QUI DI SEGUITO LA PRESENTAZIONE E IL GIORNALE-CATALOGO DELLA MOSTRA IN CORSO FINO AL 13 OTTOBRE ALLA CASA ROTONDA.
«Perché un artista dovrebbe prendere se stesso come soggetto?
Per amore di sé, evidentemente, è la prima risposta che viene in mente.
Ma perché, invece, non per disperazione o per lucidità?»
(Hervé Guibert)
Chi era davvero Roberto Donetta e perché la sua opera continua a interpellarci e a sorprenderci a quasi un secolo di distanza dalla sua morte? Una domanda che è al centro di tutte le iniziative (mostre, saggi, romanzi, documentari, composizioni musicali) che lo riguardano. Esplorare la produzione di autoritratti di Donetta e le fotografie che lo ritraggono insieme ad altre persone (in tutto oltre una settantina di scatti) ci permette di compiere un passo in più lungo questo itinerario di riscoperta iniziato oltre 30 anni fa ma ancora lungi dall’essere concluso. Un passo dentro la psicologia di un uomo che nel corso della sua vita ha oscillato tra due comportamenti opposti: quello di mostrarsi, fornendo agli altri un’immagine rispettabile e dignitosa di sé e della sua famiglia e, dopo essere stato abbandonato da tutti negli ultimi anni della sua vita, quello di nascondersi agli occhi dei suoi cari all’interno di immagini misteriose e contorte.
Come ipotizza nella citazione qui sopra Hervé Guibert, all’«amore di sé» fa quindi seguito «la disperazione» e infine «la lucidità». Lucidità sulla quale aleggia l’ombra inquietante della follia, come pare emergere in particolare dall’autoritratto che Donetta si è scattato in fondo a una grotta, tra stalagmiti di ghiaccio, con sul volto un’espressione allucinata. Forse l’ultima tappa, fotograficamente parlando, di un percorso esistenziale irto di ostacoli di ogni genere, alla continua ricerca di un’impossibile riscatto sociale in un microcosmo come quello bleniese d’inizio Novecento dove la miseria era ancora molto diffusa.
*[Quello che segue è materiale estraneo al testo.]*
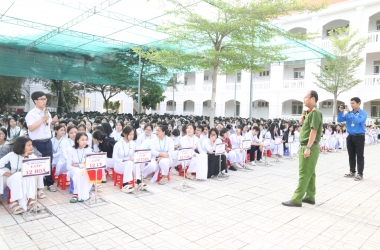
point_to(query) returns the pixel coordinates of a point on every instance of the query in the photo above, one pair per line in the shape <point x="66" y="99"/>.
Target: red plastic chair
<point x="62" y="181"/>
<point x="118" y="179"/>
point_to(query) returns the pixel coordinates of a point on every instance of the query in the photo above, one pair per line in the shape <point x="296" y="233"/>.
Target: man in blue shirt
<point x="355" y="123"/>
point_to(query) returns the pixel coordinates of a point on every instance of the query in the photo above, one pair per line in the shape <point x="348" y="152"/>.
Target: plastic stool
<point x="118" y="179"/>
<point x="62" y="180"/>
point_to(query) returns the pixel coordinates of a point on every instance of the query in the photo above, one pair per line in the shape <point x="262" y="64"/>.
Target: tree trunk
<point x="213" y="94"/>
<point x="335" y="105"/>
<point x="58" y="86"/>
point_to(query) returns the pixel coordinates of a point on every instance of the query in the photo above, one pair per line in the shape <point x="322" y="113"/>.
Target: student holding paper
<point x="23" y="190"/>
<point x="77" y="169"/>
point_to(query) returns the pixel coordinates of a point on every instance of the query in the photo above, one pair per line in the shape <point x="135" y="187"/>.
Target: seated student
<point x="162" y="151"/>
<point x="76" y="168"/>
<point x="118" y="131"/>
<point x="104" y="144"/>
<point x="123" y="160"/>
<point x="209" y="146"/>
<point x="57" y="146"/>
<point x="256" y="145"/>
<point x="236" y="143"/>
<point x="146" y="135"/>
<point x="230" y="154"/>
<point x="198" y="164"/>
<point x="82" y="129"/>
<point x="23" y="190"/>
<point x="274" y="132"/>
<point x="66" y="146"/>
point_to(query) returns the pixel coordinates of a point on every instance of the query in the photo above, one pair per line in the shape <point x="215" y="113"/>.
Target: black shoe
<point x="232" y="168"/>
<point x="304" y="200"/>
<point x="291" y="204"/>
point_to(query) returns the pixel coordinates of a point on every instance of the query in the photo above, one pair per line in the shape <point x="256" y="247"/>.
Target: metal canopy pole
<point x="250" y="98"/>
<point x="138" y="91"/>
<point x="235" y="96"/>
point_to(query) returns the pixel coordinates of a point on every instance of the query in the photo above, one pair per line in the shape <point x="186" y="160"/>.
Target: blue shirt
<point x="355" y="121"/>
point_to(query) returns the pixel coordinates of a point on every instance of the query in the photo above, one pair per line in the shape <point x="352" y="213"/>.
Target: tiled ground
<point x="243" y="212"/>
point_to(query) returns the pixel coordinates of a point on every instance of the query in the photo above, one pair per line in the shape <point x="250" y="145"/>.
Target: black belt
<point x="305" y="144"/>
<point x="44" y="140"/>
<point x="358" y="134"/>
Questi autoritratti ci permettono quindi di scrutare dentro gli occhi del fotografo, alla ricerca di qualche indizio in più per cercare di fissarne un’immagine più chiara. Un’operazione tutto fuorché semplice, poiché Donetta si diverte a mischiare le carte in tavola. Pur non abbandonando quasi mai la sua espressione burbera e imbronciata, si presenta di volta in volta come un distinto viandante, un padre e marito amorevole, un lavoratore indefesso, un ottimo e originale promotore di se stesso e della sua attività fotografica o di venditore ambulante di sementi. D’altro canto però, a un certo punto affiorano il rancore, la delusione e la rabbia nei confronti di chi lo ha abbandonato e di una società che non ha saputo (o voluto) comprenderlo. In questo caso, le fotografie si presentano come l’illustrazione perfetta delle numerose e lunghe lettere che il fotografo scrisse ai parenti durante i suoi ultimi anni di vita.
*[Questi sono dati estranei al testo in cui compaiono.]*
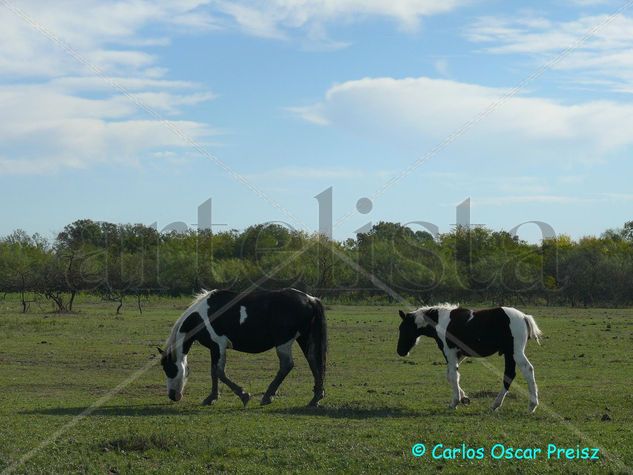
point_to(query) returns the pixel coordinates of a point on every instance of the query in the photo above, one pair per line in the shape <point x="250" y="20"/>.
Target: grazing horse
<point x="251" y="323"/>
<point x="460" y="332"/>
Al di là di questi aspetti esistenziali, gli autoritratti di Roberto Donetta ci permettono ancora una volta di apprezzare il suo gusto per la messa in scena, un uso della luce che dimostra delle conoscenze molto approfondite in materia e l’assenza di qualsiasi timore nel lanciarsi in sperimentazioni audaci e complesse, come le triple esposizioni sulla medesima lastra.
Riprendendo il ragionamento di Guibert, si po affermare che per gran parte della sua vita, Roberto Donetta ha amato se stesso, la propria immagine fotografata, che gli permetteva di correggere i difetti che la società gli attribuiva. A un certo punto però, ha iniziato a disprezzare gli altri ma anche se stesso, conscio del suo fallimento su tutta la linea. Ma dal profondo di questa disperazione non ha mai smesso di prendersi come soggetto delle sue fotografie. Un atto di coraggio e di lucidità degno di un grande artista.